Working the occasional weekend was part of the territory with my job in the catering and baking industries. My boss, one of the most fantastic caterers and top-notch bakers in Seattle, owned and operated
Katie’s Kitchen
, a company that provided delicious foods, from simple yet savory hors d’oeuvres to full scale, coursed meals for big shot events and weddings, as well as scrumptious desserts and wedding cakes. Katie herself focused primarily on the catering side of the business, trying her hand here and there at the wedding cake portion of the biz. But with her full-time staff and Oliver, a professional wedding cake designer and baker fresh from France, at her side, and me, a baker at heart with a dream of owning her own bakery and café, she could afford to spend her primary focus on the catering, and leave much of the baking and cake design to me and Oliver.
 

Oliver took Katie’s wedding cake recipes and design visions, infused them with his own, and made some fantastic, and delicious, wedding cakes. When it came to bite-sized desserts, cakes, cookies, muffins, petit fours, and of course my all-time favorite to bake (and eat), cupcakes, I was the go-to girl. My job at
Katie’s Kitchen
was very creatively freeing. I had a lot of license to create and concoct. A few of my creations even made it onto the official
Katie’s Kitchen
menu. I could some day own my own café and bakery. Some day….
 

For now, in the midst of my young-life crisis with Brandon and my let’s-crash-my-best-friend’s-home living arrangement, the prospect of giving up safe employment with benefits and health insurance to riskily open up my own business was just not something worth thinking about.

“Have to work and bring home the bucks,” I shouted back to Claire as I spread paste onto my toothbrush. “Got to save for my own business some day, you know?”

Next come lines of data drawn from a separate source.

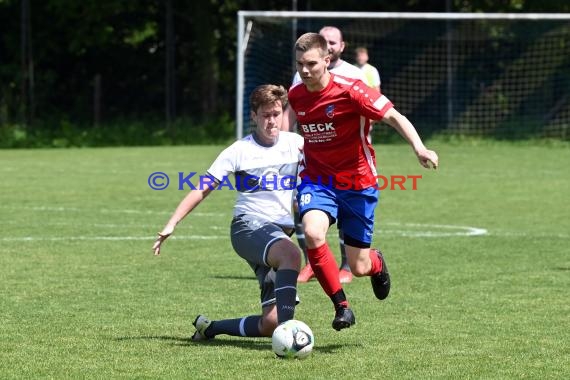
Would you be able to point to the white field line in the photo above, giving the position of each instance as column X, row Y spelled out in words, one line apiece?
column 408, row 230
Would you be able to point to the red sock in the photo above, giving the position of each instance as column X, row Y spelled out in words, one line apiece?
column 324, row 265
column 376, row 263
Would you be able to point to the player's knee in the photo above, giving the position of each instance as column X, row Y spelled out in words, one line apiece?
column 360, row 268
column 314, row 234
column 293, row 258
column 284, row 255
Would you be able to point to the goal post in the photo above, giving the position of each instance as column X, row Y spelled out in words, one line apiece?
column 502, row 75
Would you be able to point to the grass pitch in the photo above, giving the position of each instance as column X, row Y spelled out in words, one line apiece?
column 478, row 256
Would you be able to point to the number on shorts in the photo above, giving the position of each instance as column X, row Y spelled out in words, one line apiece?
column 305, row 199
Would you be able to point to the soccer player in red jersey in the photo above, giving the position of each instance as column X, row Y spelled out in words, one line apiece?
column 338, row 170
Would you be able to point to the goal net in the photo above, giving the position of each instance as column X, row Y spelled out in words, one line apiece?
column 495, row 75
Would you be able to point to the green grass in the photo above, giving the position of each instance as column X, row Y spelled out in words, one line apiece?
column 77, row 304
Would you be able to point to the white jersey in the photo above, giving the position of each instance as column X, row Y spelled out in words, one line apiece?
column 345, row 69
column 264, row 176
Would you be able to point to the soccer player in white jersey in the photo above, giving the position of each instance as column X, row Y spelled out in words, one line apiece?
column 336, row 45
column 264, row 166
column 338, row 170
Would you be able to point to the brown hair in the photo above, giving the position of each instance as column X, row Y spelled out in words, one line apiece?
column 267, row 94
column 310, row 41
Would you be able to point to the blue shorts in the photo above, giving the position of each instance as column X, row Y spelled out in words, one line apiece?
column 354, row 209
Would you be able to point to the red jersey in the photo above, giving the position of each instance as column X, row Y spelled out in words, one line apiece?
column 335, row 123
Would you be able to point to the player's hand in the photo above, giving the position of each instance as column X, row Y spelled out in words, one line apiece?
column 426, row 157
column 162, row 236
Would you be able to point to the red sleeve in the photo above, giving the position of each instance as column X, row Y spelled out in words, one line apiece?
column 370, row 103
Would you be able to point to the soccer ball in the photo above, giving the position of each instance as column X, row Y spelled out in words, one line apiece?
column 293, row 339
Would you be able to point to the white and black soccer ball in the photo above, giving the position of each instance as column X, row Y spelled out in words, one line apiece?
column 293, row 339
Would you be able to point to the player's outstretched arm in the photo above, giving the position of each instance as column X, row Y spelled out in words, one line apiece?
column 190, row 201
column 405, row 128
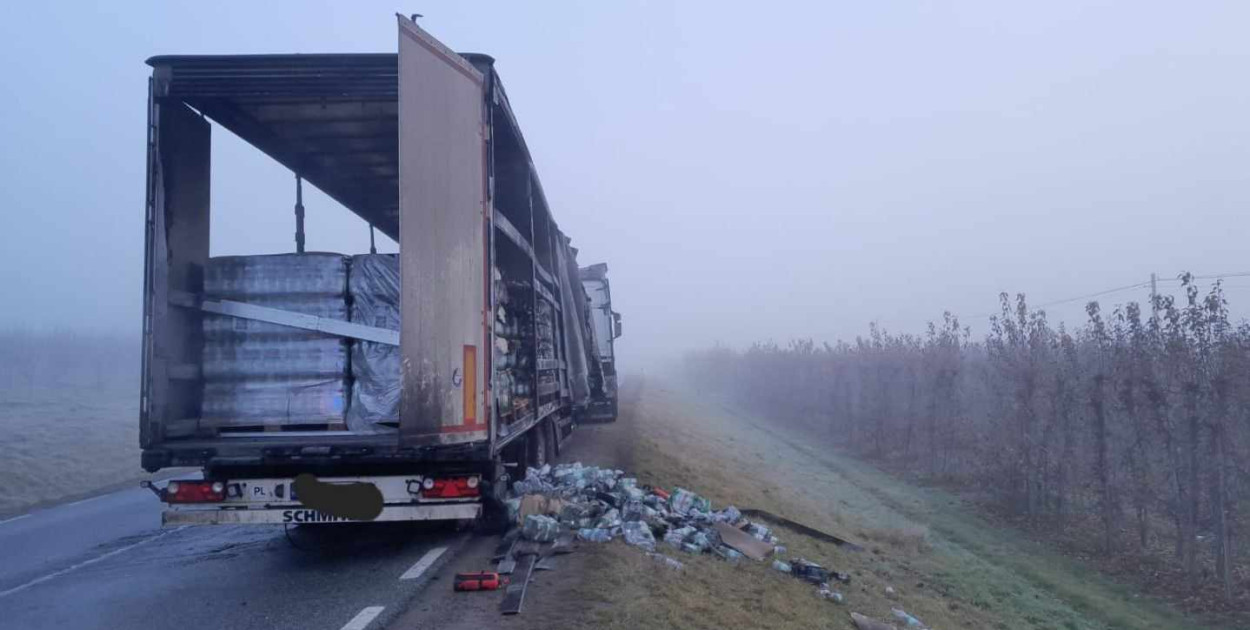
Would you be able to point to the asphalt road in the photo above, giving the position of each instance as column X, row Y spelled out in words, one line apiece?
column 106, row 563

I had been saving to start my own business for years, and even through the past three weeks and the whole Brandon thing, I was strong headed enough to know that it was wise to keep on saving.

“Well,” Claire said, her voice closer now. I looked back; she stood in the bathroom doorway, toothbrush in mouth. “We can do it another time. It’s supposed to be really nice the next few days. Unseasonably warm for March.”

“Let’s rain check it for Sunday then. I don’t work Sunday at all so we can go for a morning jog if you like. But feel free to go tomorrow if you want to. Don’t let me keep you.”

“It’s a deal,” she said. “And we’ll bring Schnickerdoodle. He needs to get that energy out of his system.”
 

That damn dog drove me nuts. He was a sweet thing, but like all Jack Russell Terriers, he was a ball of energy that could never be expended. You could run that boy around and around in the park, throw a Frisbee left and right for hours on end, and he’d still run after a tire with more gumption than you thought imaginable. I highly doubted a thirty-minute jog through the nearby park would help burn some of that endless energy, but if it made Claire happy, I could manage an afternoon in the park with her and the tire biter. Besides, I really enjoyed the occasional jogs that Claire and I would take together, especially through one of the conveniently nearby parks in “my” new neighborhood. It was a great way to unwind and, of course, exchange a bit of girly gossip and chit-chat while burning a few shameful calories.